JWH-146

Legal status
- Legal status: CA: Schedule II; UK: Class B;

Identifiers
- IUPAC name (1-heptyl-5-phenyl-1H-pyrrol-3-yl)-1-naphthalenyl-methanone;
- CAS Number: 914458-21-2;
- PubChem CID: 44418308;
- ChemSpider: 23277883;
- UNII: 5446SVK6LH;
- ChEMBL: ChEMBL219970;
- CompTox Dashboard (EPA): DTXSID201016888 ;

Chemical and physical data
- Formula: C_{28}H_{29}NO
- Molar mass: 395.546 g·mol^{−1}
- 3D model (JSmol): Interactive image;
- SMILES O=C(C1=CC=CC2=C1C=CC=C2)C3=CN(CCCCCCC)C(C4=CC=CC=C4)=C3;
- InChI InChI=1S/C28H29NO/c1-2-3-4-5-11-19-29-21-24(20-27(29)23-14-7-6-8-15-23)28(30)26-18-12-16-22-13-9-10-17-25(22)26/h6-10,12-18,20-21H,2-5,11,19H2,1H3; Key:JDBFNFBWXVCTSA-UHFFFAOYSA-N;

= JWH-146 =

Chemical compound

JWH-146 (1-heptyl-5-phenyl-1H-pyrrol-3-yl)-1-naphthalenyl-methanone) is a synthetic cannabinoid from the naphthoylpyrrole family which acts as an agonist of the CB_{1} (K_{i} = 21 ± 2nM) and CB_{2} (K_{i} = 62 ± 5nM) receptors, with a moderate (~2.9x) selectivity for the CB_{1} receptor over the CB_{2} receptor.

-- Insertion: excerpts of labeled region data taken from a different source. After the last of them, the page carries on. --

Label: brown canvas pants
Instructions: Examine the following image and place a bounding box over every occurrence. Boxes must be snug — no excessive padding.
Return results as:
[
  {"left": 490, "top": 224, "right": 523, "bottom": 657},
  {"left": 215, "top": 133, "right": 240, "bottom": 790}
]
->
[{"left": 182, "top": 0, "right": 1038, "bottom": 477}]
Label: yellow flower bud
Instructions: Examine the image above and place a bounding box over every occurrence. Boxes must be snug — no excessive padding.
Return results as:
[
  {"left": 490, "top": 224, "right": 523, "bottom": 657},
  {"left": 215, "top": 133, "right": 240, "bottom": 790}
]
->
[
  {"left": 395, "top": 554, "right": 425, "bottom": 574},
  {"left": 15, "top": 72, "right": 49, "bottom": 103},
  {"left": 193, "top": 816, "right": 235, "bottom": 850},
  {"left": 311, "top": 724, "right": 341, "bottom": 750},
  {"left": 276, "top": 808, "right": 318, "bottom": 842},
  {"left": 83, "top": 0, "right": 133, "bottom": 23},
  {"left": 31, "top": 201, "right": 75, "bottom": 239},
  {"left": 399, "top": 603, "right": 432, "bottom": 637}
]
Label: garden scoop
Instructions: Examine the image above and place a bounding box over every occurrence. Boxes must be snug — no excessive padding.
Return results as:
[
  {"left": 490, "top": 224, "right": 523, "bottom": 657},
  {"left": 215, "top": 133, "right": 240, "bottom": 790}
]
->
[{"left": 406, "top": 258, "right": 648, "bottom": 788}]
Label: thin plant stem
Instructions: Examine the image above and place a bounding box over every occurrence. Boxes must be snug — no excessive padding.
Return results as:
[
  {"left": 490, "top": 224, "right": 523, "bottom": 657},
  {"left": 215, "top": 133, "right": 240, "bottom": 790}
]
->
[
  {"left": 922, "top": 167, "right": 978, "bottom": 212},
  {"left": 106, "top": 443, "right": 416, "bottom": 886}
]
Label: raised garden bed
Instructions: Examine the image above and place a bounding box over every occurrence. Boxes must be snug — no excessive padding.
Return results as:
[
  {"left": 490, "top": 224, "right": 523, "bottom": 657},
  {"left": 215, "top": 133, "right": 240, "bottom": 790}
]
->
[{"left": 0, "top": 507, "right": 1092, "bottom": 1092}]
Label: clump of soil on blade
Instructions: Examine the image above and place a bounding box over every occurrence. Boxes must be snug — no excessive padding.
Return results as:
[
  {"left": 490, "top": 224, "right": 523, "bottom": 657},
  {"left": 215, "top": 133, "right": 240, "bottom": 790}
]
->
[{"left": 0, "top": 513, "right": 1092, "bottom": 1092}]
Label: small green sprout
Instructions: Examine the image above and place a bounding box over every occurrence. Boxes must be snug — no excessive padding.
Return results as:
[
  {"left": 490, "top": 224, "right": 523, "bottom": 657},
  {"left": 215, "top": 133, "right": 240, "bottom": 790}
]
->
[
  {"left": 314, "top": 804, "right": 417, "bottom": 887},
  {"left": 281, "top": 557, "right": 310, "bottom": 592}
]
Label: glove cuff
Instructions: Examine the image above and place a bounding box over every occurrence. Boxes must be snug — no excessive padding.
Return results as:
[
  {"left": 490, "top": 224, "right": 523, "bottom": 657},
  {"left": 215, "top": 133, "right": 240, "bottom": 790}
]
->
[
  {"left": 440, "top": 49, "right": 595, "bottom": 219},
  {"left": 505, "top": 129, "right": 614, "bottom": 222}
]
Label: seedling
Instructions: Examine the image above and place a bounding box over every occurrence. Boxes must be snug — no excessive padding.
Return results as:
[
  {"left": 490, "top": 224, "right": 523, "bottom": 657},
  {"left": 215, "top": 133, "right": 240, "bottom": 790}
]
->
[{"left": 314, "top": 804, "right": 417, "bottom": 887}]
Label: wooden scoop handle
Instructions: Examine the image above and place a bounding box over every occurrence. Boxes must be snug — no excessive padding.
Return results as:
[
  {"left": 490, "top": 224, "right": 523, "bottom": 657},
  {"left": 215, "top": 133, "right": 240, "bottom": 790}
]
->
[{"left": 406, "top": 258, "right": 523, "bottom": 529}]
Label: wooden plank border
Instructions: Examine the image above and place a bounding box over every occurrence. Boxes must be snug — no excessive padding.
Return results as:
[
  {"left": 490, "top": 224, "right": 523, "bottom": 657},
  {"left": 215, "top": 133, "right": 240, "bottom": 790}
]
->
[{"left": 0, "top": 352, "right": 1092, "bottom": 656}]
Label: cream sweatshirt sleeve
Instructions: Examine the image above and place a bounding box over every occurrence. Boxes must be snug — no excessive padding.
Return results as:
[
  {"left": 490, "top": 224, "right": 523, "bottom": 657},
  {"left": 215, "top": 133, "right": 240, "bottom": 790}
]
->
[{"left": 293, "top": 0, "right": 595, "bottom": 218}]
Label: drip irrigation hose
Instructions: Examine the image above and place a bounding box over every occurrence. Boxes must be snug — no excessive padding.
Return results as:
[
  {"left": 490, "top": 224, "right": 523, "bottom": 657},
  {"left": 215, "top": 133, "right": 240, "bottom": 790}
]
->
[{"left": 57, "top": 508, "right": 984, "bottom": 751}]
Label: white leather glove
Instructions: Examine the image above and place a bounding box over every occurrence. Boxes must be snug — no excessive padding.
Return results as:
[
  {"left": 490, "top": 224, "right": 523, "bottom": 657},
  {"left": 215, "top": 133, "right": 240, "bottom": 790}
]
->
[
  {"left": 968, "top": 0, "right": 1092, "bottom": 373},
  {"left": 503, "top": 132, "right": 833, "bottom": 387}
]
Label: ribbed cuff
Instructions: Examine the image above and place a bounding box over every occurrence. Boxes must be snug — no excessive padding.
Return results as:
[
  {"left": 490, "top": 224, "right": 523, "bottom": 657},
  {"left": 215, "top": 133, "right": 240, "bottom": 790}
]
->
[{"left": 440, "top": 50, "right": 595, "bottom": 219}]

JWH-146 was first synthesized in 2006 by John W. Huffman and colleagues to examine the nature of ligand binding to the CB_{1} receptor.

==Legality==
In the United States JWH-146 is not federally scheduled, although some states have passed legislation banning the sale, possession, and manufacture of JWH-146.

In Canada, JWH-146 and other naphthoylpyrrole-based cannabinoids are Schedule II controlled substances under the Controlled Drugs and Substances Act.

In the United Kingdom, JWH-146 and other naphthoylpyrrole-based cannabinoids are considered Class B drugs under the Misuse of Drugs Act 1971.